17 Artists Share the Films That Influenced Them
“This is a wonderfully terrible movie that introduced me to my favorite genre of cinema: the unbridled follow-up film, a genre exclusively populated by men,” says Evans, whose own eclectic work has dabbled with artificial intelligence, dance performances modeled on those of North Korean performers, and a digital reanimation of the late Philip Seymour Hoffman. “A director follows up on their first wildly successful film—which in Vinterberg’s case was Festen—and is suddenly gifted with budget, actors, an army of visual effects, and unrelenting support to live their genius.

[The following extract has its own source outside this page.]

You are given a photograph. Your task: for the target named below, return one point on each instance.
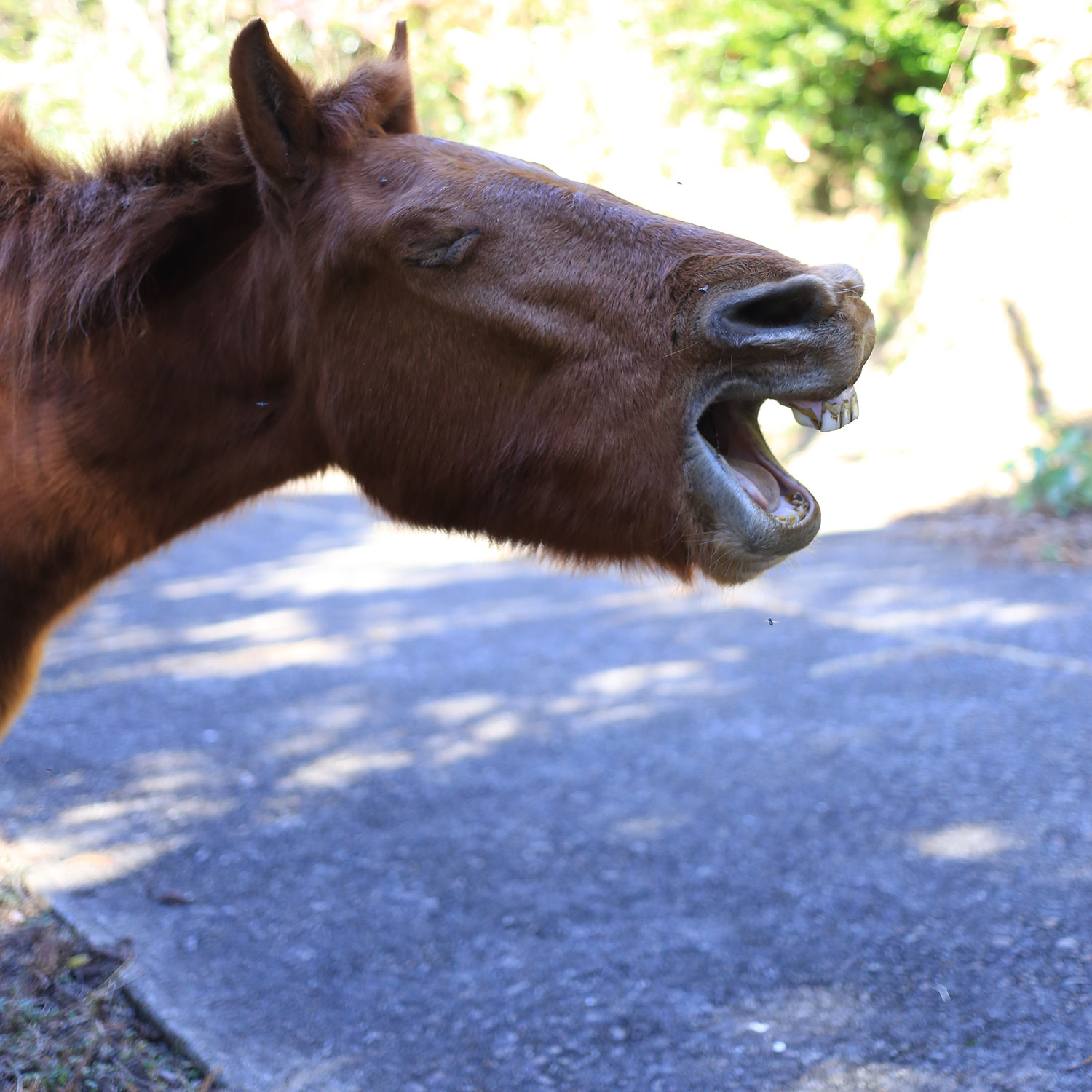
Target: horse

“In It’s All About Love, the result is unsettling and unhinged. The film is set in the future, where Claire Danes is a Polish figure skater who is divorcing Joaquin Phoenix. She wants to retire but suspects she is being cloned, and needs Joaquin’s help. Adding to their sense of urgency, people keep dropping dead from ‘not enough love,’ and Joaquin’s brother, played by Sean Penn, has escaped to an airplane that is permanently in flight, where everyone seems to have eschewed the smoking ban.
“As a sidebar, the whole country of Uganda seems to be losing gravity, its people saying self-conscious things like ‘We’re not angels. We’re ordinary people.’ That’s just the set up. At some point in production, Vinterberg called Ingmar Bergman and asked him to help finish the film. He declined. The studio tried to bill it as sci-fi apocalyptic but Vinterberg insisted that it’s merely ‘a dream.’ It was an utter flop, and one of the best worst films about the human condition. It’s changed the way I approach my own projects and I sometimes re-watch it when I’m nervous about an idea.”
Those curious about the influence of this big-budget disaster on Evans’s own work can find her this fall at the Ural Industrial Biennal; the 7th Moscow Biennale; or the Museum Leuven, where she has a solo up through November 19th.